With the backing of folks in Big Stone Gap and countless other communities along the way, Carroll and his compatriots have been able to drive farther into more remote areas and push themselves even further. One night, he says, he and his friend took a wrong turn and came upon a vision that felt symbolic, nigh prophetic to him: a truck wrapped around a pole next to a demolished church – but with an American flag and a Christian flag still standing tall on poles leaned against what little was left of the front of the building.
Carroll says that the scene reminded him all over again why he and so many others are undertaking these recovery efforts. While taking a breather in a cow pasture near a washed-out road the last time we spoke – he hasn’t left the area he’s currently in for over a week now and doesn’t really know when he might – Carroll assessed his surroundings before offering the following:
“These people are going to need help for a long time. When the mountains are calling, we must go.”
Throughout the region, there are countless groups collecting donations and/or offering ways to help folks in need.
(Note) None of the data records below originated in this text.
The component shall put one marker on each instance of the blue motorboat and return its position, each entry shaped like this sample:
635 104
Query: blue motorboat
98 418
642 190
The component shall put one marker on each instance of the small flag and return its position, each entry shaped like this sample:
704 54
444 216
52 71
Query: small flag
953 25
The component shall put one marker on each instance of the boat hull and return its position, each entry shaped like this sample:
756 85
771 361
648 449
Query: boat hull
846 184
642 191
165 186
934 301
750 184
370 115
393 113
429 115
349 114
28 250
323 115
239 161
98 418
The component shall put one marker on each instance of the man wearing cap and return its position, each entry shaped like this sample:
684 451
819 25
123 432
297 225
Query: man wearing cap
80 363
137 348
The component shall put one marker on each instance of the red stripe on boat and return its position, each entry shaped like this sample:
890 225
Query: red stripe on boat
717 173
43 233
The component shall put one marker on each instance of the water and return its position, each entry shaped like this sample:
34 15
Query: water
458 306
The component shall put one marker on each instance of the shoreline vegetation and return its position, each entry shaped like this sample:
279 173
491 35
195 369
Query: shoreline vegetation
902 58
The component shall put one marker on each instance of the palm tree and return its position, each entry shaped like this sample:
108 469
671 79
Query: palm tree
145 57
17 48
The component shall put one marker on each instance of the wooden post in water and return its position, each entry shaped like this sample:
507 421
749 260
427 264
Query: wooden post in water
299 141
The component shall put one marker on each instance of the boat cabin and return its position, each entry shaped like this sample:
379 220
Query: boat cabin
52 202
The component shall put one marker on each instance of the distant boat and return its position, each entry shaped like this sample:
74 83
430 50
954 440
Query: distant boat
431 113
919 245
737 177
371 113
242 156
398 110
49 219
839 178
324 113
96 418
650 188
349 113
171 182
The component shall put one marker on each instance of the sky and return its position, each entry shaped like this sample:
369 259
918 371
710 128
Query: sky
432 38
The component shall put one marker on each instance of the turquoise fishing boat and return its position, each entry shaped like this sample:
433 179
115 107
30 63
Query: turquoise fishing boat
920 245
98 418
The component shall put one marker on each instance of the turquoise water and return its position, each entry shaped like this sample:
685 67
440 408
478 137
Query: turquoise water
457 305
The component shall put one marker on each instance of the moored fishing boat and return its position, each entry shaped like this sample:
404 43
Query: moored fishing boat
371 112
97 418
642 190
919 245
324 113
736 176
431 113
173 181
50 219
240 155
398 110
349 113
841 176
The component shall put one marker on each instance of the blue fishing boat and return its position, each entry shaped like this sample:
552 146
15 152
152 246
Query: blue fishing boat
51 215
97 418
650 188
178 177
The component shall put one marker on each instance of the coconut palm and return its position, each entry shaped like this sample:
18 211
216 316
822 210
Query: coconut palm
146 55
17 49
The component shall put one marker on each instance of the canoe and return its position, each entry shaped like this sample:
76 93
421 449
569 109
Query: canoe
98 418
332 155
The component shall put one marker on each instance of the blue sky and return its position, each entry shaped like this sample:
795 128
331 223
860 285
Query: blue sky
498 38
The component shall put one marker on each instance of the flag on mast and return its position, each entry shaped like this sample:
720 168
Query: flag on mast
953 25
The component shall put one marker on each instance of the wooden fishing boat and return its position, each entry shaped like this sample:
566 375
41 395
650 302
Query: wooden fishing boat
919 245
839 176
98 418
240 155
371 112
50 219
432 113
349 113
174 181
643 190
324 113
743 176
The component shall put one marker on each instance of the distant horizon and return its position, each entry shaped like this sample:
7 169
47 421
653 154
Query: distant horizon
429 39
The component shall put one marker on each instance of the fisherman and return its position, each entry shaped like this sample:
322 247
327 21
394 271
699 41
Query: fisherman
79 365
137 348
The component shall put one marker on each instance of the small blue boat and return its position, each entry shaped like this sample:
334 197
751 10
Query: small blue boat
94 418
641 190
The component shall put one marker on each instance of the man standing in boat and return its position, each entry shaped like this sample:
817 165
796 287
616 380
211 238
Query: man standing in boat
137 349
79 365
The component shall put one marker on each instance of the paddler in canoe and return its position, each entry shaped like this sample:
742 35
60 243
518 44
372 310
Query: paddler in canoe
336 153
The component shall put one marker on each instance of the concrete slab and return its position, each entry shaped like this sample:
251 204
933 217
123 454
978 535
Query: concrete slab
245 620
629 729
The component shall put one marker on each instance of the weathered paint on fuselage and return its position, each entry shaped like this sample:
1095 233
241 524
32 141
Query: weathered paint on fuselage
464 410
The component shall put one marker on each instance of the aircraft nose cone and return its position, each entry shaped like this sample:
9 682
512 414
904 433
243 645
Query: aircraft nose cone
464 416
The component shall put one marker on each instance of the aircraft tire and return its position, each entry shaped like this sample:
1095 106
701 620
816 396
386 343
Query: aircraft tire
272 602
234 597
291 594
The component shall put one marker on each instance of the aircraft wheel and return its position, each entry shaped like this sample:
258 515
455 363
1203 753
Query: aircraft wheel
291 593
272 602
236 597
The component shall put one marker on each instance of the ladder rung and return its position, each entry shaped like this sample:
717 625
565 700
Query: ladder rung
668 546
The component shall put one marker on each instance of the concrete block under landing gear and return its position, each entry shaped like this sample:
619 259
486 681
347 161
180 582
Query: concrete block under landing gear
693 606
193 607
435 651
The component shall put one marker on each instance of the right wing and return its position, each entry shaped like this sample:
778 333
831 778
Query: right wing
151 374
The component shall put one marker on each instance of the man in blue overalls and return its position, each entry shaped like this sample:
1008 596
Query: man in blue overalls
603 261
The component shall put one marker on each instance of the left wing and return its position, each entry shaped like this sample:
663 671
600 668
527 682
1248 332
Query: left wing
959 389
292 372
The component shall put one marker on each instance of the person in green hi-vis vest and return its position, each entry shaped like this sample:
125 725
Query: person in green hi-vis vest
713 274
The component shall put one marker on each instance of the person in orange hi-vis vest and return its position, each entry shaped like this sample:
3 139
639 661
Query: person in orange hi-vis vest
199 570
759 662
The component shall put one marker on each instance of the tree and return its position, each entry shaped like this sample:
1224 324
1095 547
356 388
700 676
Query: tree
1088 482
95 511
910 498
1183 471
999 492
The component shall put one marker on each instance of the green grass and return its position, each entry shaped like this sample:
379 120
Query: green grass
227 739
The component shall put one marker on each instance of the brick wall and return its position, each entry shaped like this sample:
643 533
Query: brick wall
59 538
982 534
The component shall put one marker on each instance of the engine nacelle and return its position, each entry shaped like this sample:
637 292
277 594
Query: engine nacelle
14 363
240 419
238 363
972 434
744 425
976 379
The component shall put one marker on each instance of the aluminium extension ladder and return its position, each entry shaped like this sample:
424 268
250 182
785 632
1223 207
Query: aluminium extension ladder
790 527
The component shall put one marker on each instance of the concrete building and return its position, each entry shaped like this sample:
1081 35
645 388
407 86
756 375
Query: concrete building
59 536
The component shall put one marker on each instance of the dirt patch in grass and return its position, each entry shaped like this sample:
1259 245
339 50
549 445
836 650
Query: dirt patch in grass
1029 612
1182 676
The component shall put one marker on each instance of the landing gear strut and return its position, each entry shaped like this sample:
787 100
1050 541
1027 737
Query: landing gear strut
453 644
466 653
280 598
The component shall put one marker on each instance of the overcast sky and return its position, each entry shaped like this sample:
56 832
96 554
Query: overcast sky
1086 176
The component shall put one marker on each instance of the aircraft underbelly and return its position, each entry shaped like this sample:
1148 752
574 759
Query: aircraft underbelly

We recommend that our readers consider their resources and evaluate their skillsets and try to match them according to the material/logistical needs of the people on the ground asking for donations and/or assistance. We encourage folks to do what they can for their neighbors in this trying time, though we entreat you to do it in a measured, respectful manner and on their terms rather than your own.
This is an ongoing story that will be updated on our website in the weeks and months to come.